LONDON, Jan 8 (Reuters) - European Union lawmakers look set to ease the international impact of rules to stop market benchmarks being rigged, addressing U.S. concerns that global investors could lose out.
The bloc is approving a law to directly regulate benchmarks such as those based on interest rates and currencies that banks have been fined billions of dollars for attempting to manipulate.
The measure as drafted by the European Commission raised hackles in Washington because it would bar European investors from using many U.S.-based benchmarks.
Benchmarks from outside the EU could be used only if they were compiled under rules that are as strict as Europe’s safeguards, but the United States won’t adopt equivalent rules.
Cora van Nieuwenhuizen, a Dutch lawmaker steering the draft law through the European Parliament, said the focus should be on strengthening the international competitiveness of the EU’s financial sector by maintaining a broad supply of benchmarks, including those from outside the bloc.
“The Commission proposal on this point was insufficient and would see a large number of benchmarks rendered ineligible,” van Nieuwenhuizen told parliament’s economic affairs committee on Thursday.
She proposed that compilers of benchmarks from outside the EU apply for authorisation to be used in Europe.
“In this way, non-EU administrators can continue to provide their benchmarks in the EU even when their home country regulations are not equivalent,” van Nieuwenhuizen said.
The EU has little choice but to compromise.

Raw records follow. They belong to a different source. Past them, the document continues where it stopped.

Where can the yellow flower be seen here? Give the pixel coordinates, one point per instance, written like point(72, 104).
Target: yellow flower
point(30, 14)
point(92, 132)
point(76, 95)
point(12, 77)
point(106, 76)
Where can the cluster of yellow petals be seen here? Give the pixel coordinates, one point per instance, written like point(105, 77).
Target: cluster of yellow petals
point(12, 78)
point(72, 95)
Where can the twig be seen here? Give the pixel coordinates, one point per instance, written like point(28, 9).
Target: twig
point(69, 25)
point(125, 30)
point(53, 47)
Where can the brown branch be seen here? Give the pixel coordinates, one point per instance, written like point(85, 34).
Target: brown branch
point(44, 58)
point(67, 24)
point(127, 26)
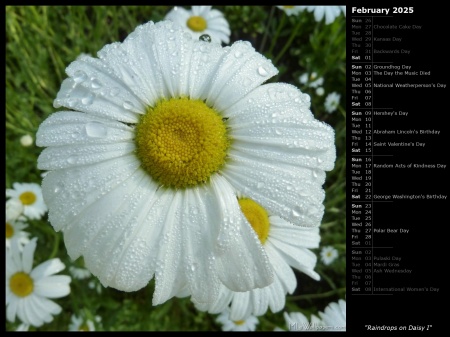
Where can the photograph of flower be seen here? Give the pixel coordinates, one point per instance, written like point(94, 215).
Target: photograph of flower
point(180, 168)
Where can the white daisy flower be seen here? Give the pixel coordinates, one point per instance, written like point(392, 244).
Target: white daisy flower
point(14, 209)
point(328, 254)
point(80, 323)
point(287, 246)
point(14, 232)
point(142, 177)
point(332, 102)
point(320, 91)
point(30, 195)
point(334, 316)
point(23, 327)
point(202, 20)
point(26, 140)
point(296, 321)
point(291, 10)
point(329, 12)
point(247, 324)
point(28, 290)
point(79, 273)
point(311, 80)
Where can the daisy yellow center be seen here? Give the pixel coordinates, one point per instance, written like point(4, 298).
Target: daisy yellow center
point(21, 284)
point(257, 216)
point(27, 198)
point(9, 231)
point(196, 23)
point(181, 142)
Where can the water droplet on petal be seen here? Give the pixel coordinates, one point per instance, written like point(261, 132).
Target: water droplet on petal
point(96, 130)
point(262, 71)
point(88, 100)
point(114, 91)
point(95, 84)
point(128, 105)
point(79, 76)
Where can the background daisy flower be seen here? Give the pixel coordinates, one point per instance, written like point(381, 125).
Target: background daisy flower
point(247, 324)
point(329, 12)
point(287, 246)
point(81, 323)
point(14, 232)
point(121, 184)
point(202, 20)
point(328, 254)
point(28, 289)
point(332, 102)
point(30, 195)
point(335, 315)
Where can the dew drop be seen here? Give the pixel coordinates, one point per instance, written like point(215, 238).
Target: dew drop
point(96, 130)
point(88, 100)
point(128, 105)
point(114, 91)
point(205, 38)
point(79, 76)
point(262, 71)
point(71, 102)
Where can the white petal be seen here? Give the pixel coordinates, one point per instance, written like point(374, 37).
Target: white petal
point(283, 271)
point(240, 71)
point(27, 256)
point(71, 127)
point(47, 268)
point(260, 300)
point(282, 231)
point(119, 233)
point(173, 56)
point(299, 258)
point(53, 286)
point(68, 192)
point(170, 258)
point(68, 156)
point(277, 116)
point(11, 309)
point(93, 88)
point(290, 193)
point(241, 260)
point(199, 235)
point(203, 66)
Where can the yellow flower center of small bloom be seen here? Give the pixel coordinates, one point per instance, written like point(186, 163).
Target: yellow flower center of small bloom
point(27, 198)
point(257, 216)
point(196, 23)
point(181, 142)
point(9, 231)
point(21, 284)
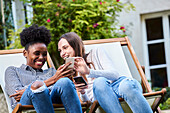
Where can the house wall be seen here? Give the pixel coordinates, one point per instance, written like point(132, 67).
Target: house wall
point(132, 22)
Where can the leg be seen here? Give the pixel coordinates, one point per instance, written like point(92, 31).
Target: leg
point(64, 92)
point(131, 91)
point(106, 97)
point(40, 99)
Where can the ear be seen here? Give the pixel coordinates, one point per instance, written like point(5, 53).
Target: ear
point(25, 53)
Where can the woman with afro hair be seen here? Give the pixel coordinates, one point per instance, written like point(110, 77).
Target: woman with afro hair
point(30, 85)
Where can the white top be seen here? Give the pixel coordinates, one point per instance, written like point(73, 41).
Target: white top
point(104, 68)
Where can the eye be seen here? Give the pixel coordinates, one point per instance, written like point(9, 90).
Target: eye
point(44, 54)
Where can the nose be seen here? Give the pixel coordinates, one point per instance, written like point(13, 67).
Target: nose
point(62, 54)
point(41, 56)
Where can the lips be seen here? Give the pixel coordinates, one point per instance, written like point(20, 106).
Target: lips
point(39, 63)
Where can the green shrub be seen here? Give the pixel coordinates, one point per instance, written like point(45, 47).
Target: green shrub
point(90, 19)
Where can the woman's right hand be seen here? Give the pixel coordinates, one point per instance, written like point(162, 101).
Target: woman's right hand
point(62, 72)
point(80, 87)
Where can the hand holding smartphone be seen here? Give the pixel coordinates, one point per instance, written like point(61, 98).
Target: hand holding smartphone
point(80, 80)
point(70, 59)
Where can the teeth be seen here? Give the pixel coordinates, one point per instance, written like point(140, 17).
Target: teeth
point(39, 62)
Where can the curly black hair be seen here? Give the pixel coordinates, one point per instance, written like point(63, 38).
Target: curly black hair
point(34, 34)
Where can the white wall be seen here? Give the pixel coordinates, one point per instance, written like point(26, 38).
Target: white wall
point(132, 22)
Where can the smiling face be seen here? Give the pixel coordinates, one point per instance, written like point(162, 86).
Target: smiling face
point(65, 49)
point(36, 55)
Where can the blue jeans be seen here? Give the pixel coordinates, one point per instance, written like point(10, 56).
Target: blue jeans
point(129, 89)
point(63, 92)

Last month Randall De Valk, a U.S. Treasury official, told a U.S. lawmaker that the United States “does not plan to adopt direct supervision of benchmarks”.
Unchanged, the draft EU law is “prescriptive” and goes well beyond new globally-agreed supervisory principles the United States applies, De Valk said in a letter seen by Reuters.
Lawmakers from parliament’s two biggest parties, Ludek Niedermayer from the centre right and Jonas Fernandez-Alvarez from the centre left, called van Nieuwenhuizen’s proposals a “very reasonable solution” that dealt with non-EU countries in a “pragmatic way.”
Such support signals the compromise could well be voted through in committee on March 5. EU states have joint say on the draft law.
British centre-right lawmaker Kay Swinburne called for commodity benchmarks to be removed from the new rules and put under a separate draft law the commission should propose.